Hello!
In a hotspot when the gateway sends a packet to a client in hotspot (not logged in yet) we are talking about srcnat right?
Where the src.Address is the gateway address and the dst.Address the local ip of the client correct?
Also when the client (same state as above) sends a packet to the gateway (e.x. i press a button with a link in the captive portal) it’s also srcnat, but src.Add and dst.Add is the other way around.
Is that right?
Mikrotik Wiki explains it very nice…
Network Address Translation is an Internet standard that allows hosts on local area networks to use one set of IP addresses for internal communications and another set of IP addresses for external communications. A LAN that uses NAT is referred as natted network. For NAT to function, there should be a NAT gateway in each natted network. The NAT gateway (NAT router) performs IP address rewriting on the way a packet travel from/to LAN.
There are two types of NAT:
source NAT or srcnat. This type of NAT is performed on packets that are originated from a natted network. A NAT router replaces the private source address of an IP packet with a new public IP address as it travels through the router. A reverse operation is applied to the reply packets travelling in the other direction.
destination NAT or dstnat. This type of NAT is performed on packets that are destined to the natted network. It is most comonly used to make hosts on a private network to be acceesible from the Internet. A NAT router performing dstnat replaces the destination IP address of an IP packet as it travel through the router towards a private network.
Thanks for the reply, although i think it took you more time to search and copy-paste from wiki than to actually answer my question.
A yes or no would be better since i’ve already read the wiki about NAT.
Well if you were literate you wouldnt have needed to post at all. See how easy it is to be pompous and critical.
In other words, appreciate that the person took the time to answer your question and dont be snotty about it.
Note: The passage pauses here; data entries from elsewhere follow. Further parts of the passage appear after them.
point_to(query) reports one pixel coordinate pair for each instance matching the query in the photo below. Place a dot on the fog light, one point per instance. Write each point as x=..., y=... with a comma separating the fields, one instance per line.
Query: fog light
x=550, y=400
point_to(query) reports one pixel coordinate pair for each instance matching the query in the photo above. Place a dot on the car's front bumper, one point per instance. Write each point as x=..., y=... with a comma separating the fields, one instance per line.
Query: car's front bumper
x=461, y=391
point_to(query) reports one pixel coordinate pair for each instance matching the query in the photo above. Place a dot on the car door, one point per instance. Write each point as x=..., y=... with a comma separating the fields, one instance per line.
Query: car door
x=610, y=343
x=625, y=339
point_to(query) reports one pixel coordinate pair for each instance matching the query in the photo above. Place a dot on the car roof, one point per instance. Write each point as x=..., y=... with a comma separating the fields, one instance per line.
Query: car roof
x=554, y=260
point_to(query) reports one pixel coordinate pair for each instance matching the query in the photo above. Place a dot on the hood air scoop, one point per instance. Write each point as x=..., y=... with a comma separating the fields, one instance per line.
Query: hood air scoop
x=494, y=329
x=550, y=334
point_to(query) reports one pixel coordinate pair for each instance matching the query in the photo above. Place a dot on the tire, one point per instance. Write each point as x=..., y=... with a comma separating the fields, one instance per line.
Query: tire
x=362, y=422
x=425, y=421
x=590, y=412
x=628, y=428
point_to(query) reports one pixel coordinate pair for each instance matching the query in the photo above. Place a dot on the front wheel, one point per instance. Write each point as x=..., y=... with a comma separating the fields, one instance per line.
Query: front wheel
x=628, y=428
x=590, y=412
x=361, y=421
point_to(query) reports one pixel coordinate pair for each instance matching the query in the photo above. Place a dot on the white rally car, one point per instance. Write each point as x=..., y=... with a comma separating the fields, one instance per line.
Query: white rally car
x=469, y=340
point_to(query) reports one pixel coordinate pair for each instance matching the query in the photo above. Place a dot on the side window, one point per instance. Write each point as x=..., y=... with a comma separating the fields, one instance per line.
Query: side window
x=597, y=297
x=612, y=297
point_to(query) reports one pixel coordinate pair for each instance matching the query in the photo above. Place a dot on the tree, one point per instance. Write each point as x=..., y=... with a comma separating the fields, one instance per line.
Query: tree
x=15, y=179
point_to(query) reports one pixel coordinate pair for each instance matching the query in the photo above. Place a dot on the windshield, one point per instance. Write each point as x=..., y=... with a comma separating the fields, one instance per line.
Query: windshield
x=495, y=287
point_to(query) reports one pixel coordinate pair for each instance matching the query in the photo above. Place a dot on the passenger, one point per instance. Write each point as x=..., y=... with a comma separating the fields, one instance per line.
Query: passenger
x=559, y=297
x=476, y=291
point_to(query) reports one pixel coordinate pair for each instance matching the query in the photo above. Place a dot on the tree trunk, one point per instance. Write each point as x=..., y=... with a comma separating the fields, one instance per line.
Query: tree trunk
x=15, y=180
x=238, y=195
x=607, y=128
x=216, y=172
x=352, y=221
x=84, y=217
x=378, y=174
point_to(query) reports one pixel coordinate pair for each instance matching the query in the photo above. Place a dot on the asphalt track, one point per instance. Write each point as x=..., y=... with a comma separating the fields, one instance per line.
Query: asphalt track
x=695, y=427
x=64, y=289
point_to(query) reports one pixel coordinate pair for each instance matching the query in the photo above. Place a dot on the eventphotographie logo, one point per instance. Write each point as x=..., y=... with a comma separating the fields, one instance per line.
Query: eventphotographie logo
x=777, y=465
I think the way his post started was critical
“Mikrotik Wiki explains it very nice…”
Also i posted this in the Beginner Basics.
In any case to get to your question, admittedly its not easy to understand.
Why would a gateway send unsolicited traffic to someone not logged in?
You have to describe the scenario more fully, at least for me as I am also a beginner.
In fact, until the user has logged into the local system (wired or wireless) there would be no access provided to a gateway to access internet usage?
Hopefully you see my point. There is something missing in the explanation or my understanding of how hot spot works.
Oh, I am very sorry, won’t happen’ again !
So, the answer is NO!
Since the user has an ip from the hotspot LAN even if he hasn’t internet services yet while he interacts with the captive portal
e.x. press a button that redirects to another local html file stored in a directory in mikrotik
I see that there is package transmission. I was thinking of marking it or NATTING it somehow.
The thing is that i want the user while on captive portal to be able to press a button that opens up his camera.
The code seems correct cause when i open it via browser it works.
I think the captive portal prevents it and was looking for a workaround..
Its like pulling teeth. What has a camera got do with anything.
what you need to do is state your requirements more clearly and thoroughly
Thanks for the effort ! I ll try again!
WAN ETHER 2 DHCP CLIENT 192.168.80.1
LAN HOTSPOT 192.168.5.20-200
GATEWAY 192.168.5.1
The concept.
User connects to hotspot see login page press
“scan my table” (and his camera opens in order to scan QR code ) thats exactly the problem. The camera doesn’t open while the user is in captive portal.
If the user types in his browser 192.168.5.1/login
He can view the login page and pressing the button opens his camera.